Strohgäu. Seit fünf Jahren ist die Strohgäubahn nur noch in der XXS-Variante unterwegs. Zwischen dem Korntaler Bahnhof und dem Endhaltepunkt in Hemmingen legt sie weniger als 20 Kilometer zurück. Dabei sollten die runderneuerten Züge in diesem Jahr noch den Ditzinger Ortsteil Heimerdingen erreichen. Dass daraus nichts wird, musste das Landratsamt allerdings während der Sommerferien einräumen (wir berichteten). Der Grund: Probleme mit der neuen Leit- und Sicherungstechnik.

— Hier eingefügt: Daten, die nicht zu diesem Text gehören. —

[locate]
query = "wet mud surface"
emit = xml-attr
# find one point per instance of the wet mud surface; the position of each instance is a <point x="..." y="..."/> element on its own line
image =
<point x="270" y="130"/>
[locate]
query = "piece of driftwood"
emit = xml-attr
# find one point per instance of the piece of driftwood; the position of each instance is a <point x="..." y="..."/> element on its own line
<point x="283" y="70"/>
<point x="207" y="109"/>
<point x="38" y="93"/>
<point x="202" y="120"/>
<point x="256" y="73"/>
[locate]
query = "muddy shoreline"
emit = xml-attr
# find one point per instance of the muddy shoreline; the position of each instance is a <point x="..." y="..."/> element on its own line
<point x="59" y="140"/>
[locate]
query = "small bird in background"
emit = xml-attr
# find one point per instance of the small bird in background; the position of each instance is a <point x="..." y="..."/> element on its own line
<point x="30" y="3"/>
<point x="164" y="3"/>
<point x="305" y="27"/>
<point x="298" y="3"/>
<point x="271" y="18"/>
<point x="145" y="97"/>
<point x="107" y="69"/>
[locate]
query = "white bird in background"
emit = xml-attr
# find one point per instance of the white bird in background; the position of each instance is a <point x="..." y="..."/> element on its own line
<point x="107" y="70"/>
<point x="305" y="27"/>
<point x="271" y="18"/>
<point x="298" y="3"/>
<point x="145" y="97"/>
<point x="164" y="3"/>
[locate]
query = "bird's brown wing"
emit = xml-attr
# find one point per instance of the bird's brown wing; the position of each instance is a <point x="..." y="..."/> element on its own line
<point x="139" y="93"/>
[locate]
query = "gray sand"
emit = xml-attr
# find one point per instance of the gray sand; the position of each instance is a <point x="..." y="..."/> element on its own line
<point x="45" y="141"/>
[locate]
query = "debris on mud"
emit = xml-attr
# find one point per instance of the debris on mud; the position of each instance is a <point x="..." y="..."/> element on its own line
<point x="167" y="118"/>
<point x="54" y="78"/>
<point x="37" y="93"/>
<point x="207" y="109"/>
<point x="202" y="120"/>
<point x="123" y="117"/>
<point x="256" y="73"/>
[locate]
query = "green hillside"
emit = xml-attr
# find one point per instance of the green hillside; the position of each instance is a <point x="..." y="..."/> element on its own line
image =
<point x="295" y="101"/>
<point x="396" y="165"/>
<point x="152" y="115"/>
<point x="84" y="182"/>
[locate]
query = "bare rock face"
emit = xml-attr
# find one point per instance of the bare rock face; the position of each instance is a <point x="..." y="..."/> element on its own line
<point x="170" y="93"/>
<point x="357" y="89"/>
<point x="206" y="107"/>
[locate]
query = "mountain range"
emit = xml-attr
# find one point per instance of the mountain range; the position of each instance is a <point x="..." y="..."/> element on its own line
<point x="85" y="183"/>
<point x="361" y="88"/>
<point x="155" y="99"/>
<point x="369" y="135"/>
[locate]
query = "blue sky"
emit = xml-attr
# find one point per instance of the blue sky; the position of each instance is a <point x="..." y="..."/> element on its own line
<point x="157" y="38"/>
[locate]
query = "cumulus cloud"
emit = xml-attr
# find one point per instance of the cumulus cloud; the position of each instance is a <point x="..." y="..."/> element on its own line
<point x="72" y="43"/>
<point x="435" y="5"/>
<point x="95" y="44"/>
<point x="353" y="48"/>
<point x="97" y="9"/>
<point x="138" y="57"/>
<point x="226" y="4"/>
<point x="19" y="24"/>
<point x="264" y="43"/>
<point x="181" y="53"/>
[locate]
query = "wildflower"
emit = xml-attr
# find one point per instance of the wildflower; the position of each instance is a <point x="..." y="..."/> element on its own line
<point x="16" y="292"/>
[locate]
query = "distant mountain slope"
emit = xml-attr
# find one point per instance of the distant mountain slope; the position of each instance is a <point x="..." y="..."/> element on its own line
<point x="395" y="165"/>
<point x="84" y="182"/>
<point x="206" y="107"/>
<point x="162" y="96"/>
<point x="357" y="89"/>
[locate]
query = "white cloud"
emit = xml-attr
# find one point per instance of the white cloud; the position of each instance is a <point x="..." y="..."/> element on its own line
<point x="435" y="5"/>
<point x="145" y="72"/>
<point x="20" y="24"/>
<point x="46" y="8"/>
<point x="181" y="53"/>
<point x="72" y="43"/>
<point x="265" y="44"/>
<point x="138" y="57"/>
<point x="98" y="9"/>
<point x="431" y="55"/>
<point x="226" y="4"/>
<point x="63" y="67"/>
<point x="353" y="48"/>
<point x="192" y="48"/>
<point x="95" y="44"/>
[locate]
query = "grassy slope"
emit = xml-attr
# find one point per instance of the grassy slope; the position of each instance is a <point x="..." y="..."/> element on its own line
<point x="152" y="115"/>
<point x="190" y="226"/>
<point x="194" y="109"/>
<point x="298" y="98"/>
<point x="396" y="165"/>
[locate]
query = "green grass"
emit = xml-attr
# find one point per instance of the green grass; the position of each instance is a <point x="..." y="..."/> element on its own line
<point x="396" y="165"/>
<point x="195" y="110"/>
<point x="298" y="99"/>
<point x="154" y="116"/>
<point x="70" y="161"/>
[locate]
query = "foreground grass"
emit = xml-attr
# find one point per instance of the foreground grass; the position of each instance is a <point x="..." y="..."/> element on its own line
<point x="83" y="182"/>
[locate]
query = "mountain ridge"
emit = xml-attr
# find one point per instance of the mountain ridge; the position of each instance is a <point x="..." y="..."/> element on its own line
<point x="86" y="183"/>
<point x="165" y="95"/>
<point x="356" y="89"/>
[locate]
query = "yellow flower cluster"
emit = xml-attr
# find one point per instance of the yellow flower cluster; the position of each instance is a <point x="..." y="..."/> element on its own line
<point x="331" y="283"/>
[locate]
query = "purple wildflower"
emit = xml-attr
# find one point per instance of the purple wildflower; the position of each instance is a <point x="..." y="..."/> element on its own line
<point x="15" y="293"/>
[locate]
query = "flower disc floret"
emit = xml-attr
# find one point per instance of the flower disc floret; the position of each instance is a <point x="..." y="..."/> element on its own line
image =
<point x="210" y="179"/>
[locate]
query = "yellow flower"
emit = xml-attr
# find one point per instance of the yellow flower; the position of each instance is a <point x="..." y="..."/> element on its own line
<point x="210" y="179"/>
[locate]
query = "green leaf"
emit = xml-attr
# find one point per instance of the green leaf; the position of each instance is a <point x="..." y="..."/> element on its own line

Rund 50 Millionen Euro buttern der Kreis Ludwigsburg und die Anlieger Korntal-Münchingen, Schwieberdingen, Hemmingen und Ditzingen in die Modernisierung der Strohgäubahn. Der politische Preis für das Vorhaben: ein schlechterer Fahrplan. „Das haben wir Fahrgäste immer als absurd empfunden“, sagt Ulrich Volkmer. Der Münchinger ist Stammfahrgast und hat für die Ludwigsburger Geschichtsblätter einen langen Aufsatz über die Strohgäubahn verfasst.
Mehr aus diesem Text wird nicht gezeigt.